Vertex degree

context

$G=\langle V,E,\psi\rangle$ … undirected graph

definiendum

$ \mathrm{dom}\ d = V $

range	$ u,v\in V, u\neq v $
range	$ e\in E $

definiendum

$ d(v):=\left|\{e\ |\ \exists u.\ \psi(e)=\{u,v\}\}+2\ \mathrm{card} \{e\ |\ \psi(e)=\{v,v\}\}\right| $

The value $d_G(v)$ is the number of neighbours of $v$ with loops counted twice.

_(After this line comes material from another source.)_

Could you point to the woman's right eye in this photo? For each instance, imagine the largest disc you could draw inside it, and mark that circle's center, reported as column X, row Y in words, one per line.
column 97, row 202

It is also equal to the sum over the $v$-row or $v$-column of the adjacency matrix of the graph.

Because each edge connects two vertices, the number of vertices with odd degree is even, and then so is the sum over all degrees. I.e.

$\left| \{v\ |\ d(v)...\mathrm{odd}\} \right|$ … even

$\sum_{v\in V}d(v)$ … even

$\mathrm{tr}\ A^2=\sum_k(\sum_i A_i^k A_k^i)=\sum_i(\sum_k \delta_{i\ \mathrm{connected\ to }\ k})=d(v_i)$

This also works with $MM^t$, where $M$ is the incidence matrix.